Ancient Syria in the heart of Kent?

As an Arabist and Middle East cultural expert for the last 30 years, my work has taken me to most corners of the eastern Mediterranean and, as a child, I travelled extensively across Europe with my family, visiting Gothic cathedrals galore. What a surprise, therefore, in the course of research for my book on the backstory of Gothic architecture, Stealing from the Saracens: How Islamic Architecture Shaped Europe, to discover a connection much closer to home.

Tucked away in Brabourne, a tiny Kent village on the pilgrimage route to Canterbury that boasts one church, one pub and no shops, is an astonishingly rare fragment of history – the oldest Norman stained glass window in England, still intact and in situ. Canterbury Cathedral also boasts 12th century stained glass in its windows, but none remains in its original settings, having been chopped and changed over the centuries by early restorers, as if fiddling with a giant jigsaw.
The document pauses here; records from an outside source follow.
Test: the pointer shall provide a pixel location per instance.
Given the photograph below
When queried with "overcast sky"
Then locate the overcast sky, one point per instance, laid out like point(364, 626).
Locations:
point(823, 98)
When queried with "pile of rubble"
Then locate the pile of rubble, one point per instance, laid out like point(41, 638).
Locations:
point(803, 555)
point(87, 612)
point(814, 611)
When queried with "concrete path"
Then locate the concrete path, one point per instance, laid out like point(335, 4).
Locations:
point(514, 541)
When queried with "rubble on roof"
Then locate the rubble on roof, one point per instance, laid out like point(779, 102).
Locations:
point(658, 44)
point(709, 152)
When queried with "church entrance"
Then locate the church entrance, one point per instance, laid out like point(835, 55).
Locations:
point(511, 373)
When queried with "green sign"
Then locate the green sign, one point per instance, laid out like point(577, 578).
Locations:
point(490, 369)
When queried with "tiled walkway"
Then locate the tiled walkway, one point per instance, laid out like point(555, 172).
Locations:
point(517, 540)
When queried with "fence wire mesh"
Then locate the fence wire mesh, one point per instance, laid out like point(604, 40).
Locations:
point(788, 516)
Stained Glass at Brabourne came from Syria

My studies showed that the raw materials for this medieval glass were shipped out of Syria via the Latin Principality of Antioch, a Crusader kingdom set up by Norman knights of the First Crusade. Back then, during the Abbasid Caliphate, Syria was the world leader in glass manufacture, and its artisans had also perfected the alchemy that produced highly prized palettes of colour like rich reds and deep cobalt blues.

Europe at the time had nothing to rival such glass. Not until Tamerlane sacked the Syrian capital Damascus in 1401, abducting all its skilled craftsmen to Samarkand, did Syria lose its pre-eminence to Venice. This kept the recipes secret but still referred to ‘the cinders of Syria’ as the best quality due to its unique organic ingredients, especially the plant known as ushnaan, still used in the Syrian soap industry today.
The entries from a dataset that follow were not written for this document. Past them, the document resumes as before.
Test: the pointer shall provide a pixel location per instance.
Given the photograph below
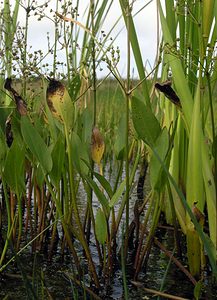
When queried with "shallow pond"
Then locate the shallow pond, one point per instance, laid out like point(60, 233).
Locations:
point(34, 277)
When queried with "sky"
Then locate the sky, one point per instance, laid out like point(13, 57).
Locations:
point(145, 23)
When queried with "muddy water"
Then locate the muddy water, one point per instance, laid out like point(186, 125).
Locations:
point(58, 285)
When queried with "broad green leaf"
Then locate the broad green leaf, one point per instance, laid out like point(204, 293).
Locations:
point(135, 48)
point(58, 155)
point(145, 122)
point(118, 193)
point(156, 171)
point(36, 144)
point(194, 185)
point(99, 194)
point(39, 176)
point(14, 168)
point(101, 226)
point(179, 78)
point(193, 250)
point(198, 290)
point(79, 154)
point(105, 184)
point(120, 142)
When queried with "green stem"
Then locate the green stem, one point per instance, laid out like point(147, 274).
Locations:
point(128, 13)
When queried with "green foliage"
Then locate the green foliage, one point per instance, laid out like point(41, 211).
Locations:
point(36, 144)
point(101, 226)
point(145, 122)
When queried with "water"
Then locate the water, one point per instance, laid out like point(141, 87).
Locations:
point(56, 273)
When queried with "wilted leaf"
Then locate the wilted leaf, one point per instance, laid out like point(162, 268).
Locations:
point(145, 122)
point(36, 144)
point(101, 226)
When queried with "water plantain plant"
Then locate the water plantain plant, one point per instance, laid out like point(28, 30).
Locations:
point(52, 150)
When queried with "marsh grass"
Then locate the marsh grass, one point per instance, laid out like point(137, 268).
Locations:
point(45, 155)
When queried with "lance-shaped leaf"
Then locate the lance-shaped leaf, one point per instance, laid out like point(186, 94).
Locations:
point(145, 122)
point(36, 144)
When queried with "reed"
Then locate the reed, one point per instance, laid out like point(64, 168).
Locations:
point(59, 138)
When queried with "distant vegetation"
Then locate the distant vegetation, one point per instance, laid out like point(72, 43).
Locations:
point(62, 132)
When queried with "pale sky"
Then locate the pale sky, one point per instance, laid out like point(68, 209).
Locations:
point(145, 23)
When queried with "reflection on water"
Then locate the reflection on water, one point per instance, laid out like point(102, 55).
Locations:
point(57, 284)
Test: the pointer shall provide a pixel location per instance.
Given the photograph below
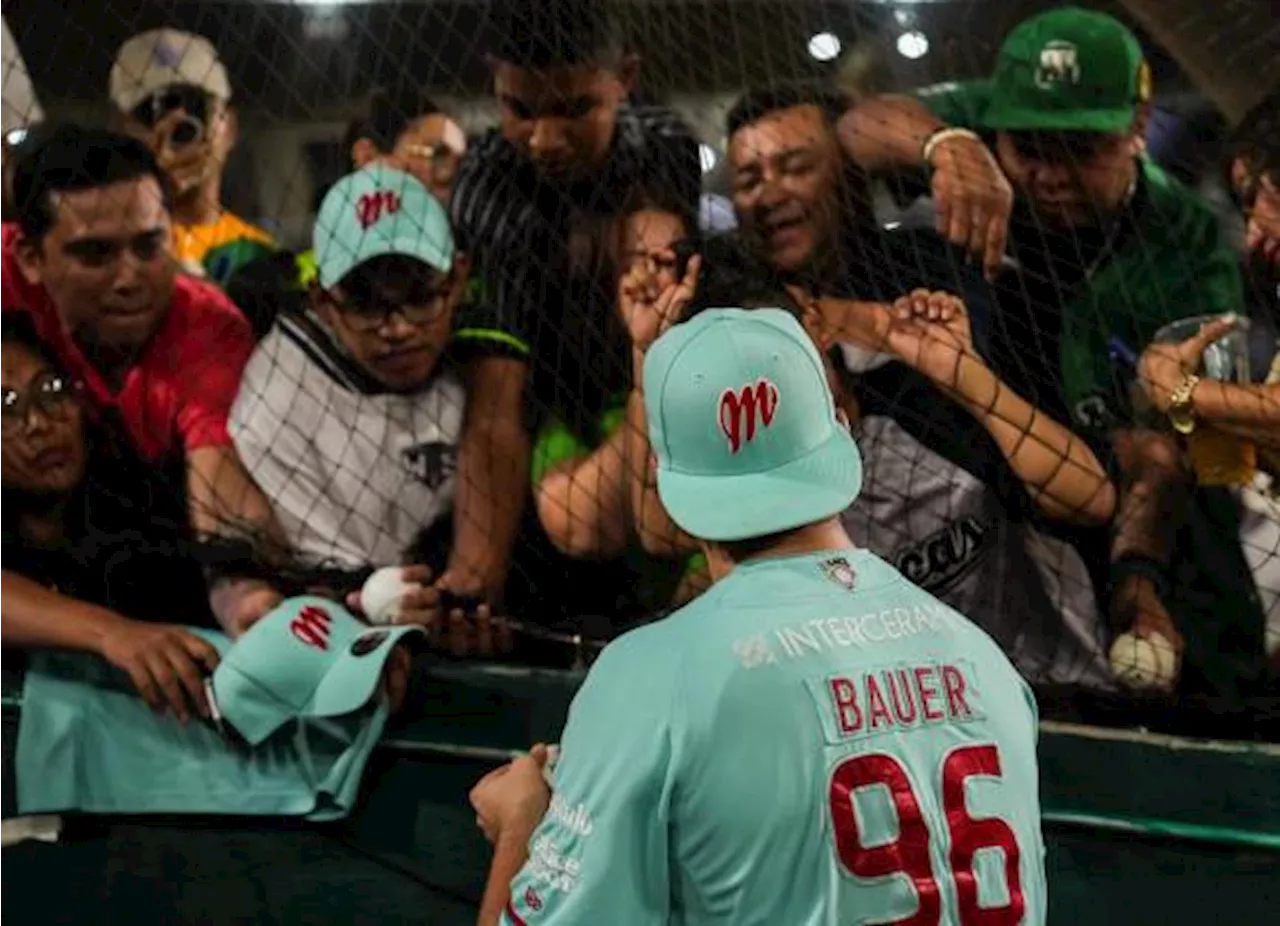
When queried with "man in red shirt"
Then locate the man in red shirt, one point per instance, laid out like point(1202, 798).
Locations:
point(91, 260)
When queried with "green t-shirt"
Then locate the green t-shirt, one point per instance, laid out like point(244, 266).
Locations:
point(557, 443)
point(1171, 263)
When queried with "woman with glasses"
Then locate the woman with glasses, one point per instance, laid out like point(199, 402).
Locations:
point(590, 487)
point(94, 552)
point(410, 132)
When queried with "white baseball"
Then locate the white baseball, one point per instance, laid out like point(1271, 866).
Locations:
point(549, 769)
point(382, 593)
point(1143, 662)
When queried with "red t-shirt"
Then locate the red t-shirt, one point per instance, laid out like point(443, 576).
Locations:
point(178, 393)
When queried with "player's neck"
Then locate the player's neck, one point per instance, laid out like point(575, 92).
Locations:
point(813, 538)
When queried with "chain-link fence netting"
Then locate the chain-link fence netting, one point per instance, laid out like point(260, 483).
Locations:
point(419, 252)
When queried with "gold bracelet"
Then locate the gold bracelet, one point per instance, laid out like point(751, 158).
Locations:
point(1182, 406)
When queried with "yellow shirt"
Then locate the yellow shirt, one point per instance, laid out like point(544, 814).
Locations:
point(218, 249)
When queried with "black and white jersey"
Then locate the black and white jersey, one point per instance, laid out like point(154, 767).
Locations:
point(355, 473)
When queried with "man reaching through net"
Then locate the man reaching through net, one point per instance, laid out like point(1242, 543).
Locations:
point(812, 740)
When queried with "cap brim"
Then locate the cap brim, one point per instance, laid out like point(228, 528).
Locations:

Several famous Medieval Cathedrals have stained glass of this “Islamic composition”

Modern analysis of 12th century stained glass windows has proved that the cathedrals at Saint-Denis, Notre-Dame, Chartres, Canterbury and York, among others, all have this ‘Islamic composition’ as it is known. Its thickness and integral bubbles give a special magical light and may help explain the miracle of why the window has survived intact for eight centuries, and maybe even why Notre-Dame’s 3,000 square metres of stained glass survived the April 2019 inferno.
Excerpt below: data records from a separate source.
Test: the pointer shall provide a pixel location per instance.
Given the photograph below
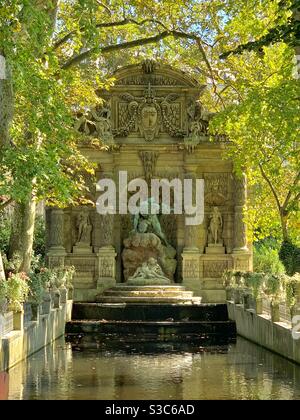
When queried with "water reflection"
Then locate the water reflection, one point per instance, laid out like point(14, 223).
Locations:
point(238, 371)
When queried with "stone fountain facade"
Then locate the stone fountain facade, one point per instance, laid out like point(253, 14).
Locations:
point(154, 126)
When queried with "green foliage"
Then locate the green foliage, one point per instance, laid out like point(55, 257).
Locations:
point(4, 234)
point(17, 290)
point(266, 260)
point(39, 237)
point(290, 257)
point(58, 61)
point(292, 287)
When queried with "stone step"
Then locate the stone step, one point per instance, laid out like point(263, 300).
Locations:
point(151, 343)
point(124, 287)
point(149, 300)
point(150, 312)
point(168, 329)
point(147, 293)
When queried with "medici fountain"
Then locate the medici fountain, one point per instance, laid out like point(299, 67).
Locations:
point(148, 267)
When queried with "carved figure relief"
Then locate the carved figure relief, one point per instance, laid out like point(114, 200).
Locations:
point(106, 267)
point(97, 122)
point(215, 227)
point(214, 269)
point(149, 114)
point(149, 160)
point(106, 229)
point(216, 189)
point(84, 228)
point(191, 268)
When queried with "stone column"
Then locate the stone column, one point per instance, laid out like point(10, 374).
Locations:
point(57, 252)
point(240, 195)
point(191, 252)
point(104, 240)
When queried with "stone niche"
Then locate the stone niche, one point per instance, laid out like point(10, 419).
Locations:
point(154, 126)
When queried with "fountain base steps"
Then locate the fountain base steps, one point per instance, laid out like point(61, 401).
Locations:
point(149, 294)
point(94, 324)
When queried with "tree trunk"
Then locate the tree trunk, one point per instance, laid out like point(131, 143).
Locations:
point(2, 273)
point(283, 220)
point(6, 101)
point(28, 233)
point(15, 240)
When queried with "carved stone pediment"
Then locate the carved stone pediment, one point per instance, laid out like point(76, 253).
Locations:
point(149, 102)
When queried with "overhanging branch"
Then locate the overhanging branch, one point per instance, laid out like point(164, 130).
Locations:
point(132, 44)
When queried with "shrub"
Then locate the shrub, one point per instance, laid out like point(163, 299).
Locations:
point(266, 260)
point(17, 290)
point(5, 234)
point(39, 237)
point(290, 256)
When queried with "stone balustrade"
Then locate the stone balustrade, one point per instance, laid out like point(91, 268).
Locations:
point(37, 325)
point(270, 324)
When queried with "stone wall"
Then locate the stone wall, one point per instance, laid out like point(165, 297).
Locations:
point(18, 340)
point(275, 336)
point(155, 127)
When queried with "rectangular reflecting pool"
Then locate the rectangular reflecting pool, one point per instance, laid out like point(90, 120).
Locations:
point(166, 371)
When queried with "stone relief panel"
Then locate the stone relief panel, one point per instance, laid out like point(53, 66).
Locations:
point(241, 264)
point(149, 114)
point(216, 187)
point(191, 268)
point(106, 267)
point(214, 269)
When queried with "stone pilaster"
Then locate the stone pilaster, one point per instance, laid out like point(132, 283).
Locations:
point(57, 252)
point(240, 232)
point(106, 267)
point(191, 252)
point(104, 242)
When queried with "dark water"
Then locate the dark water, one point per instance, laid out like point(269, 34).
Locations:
point(238, 371)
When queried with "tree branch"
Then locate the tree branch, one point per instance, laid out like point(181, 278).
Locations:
point(132, 44)
point(288, 197)
point(271, 187)
point(123, 22)
point(6, 203)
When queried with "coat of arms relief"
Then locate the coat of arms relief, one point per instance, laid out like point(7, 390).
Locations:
point(146, 104)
The Brabourne window’s distinctive geometric pattern is almost identical to a glazed screen in the late 11th century Benedictine abbey church of San Benedetto in Capua, while its colours are near identical to those in the Benedictine abbey church of Santissima Trinita in Mileto, Calabria. The same colours and geometric design based on interlocking circles can also be seen in a window of the eastern wall of the Hanbali Mosque in Damascus, one of the oldest surviving mosques in the city.

Lockdown has so far thwarted my attempts, along with a Syrian glass specialist colleague, to conduct an elemental analysis on the Brabourne window, using a non-destructive portable XRF analyzer loaned from University College London’s laboratories, but with the summer’s easing of restrictions we soon hope to prove that ancient glass from Syria does indeed survive in a Norman church in Kent.

Could a Syrian migrant have designed the glass for a church in Kent?

Was this wonderful glass war-booty from the Crusades? Or would the craftsmen have come to England?

In fact, many Norman Crusader knights were known to have brought skilled craftsmen with them as prisoners. For example, a man named Lalys, who was from the land of Canaan, is credited with building Neath Abbey 1129, and is described as being,  “well-versed in the science of architecture, who erected monasteries, castles and churches”.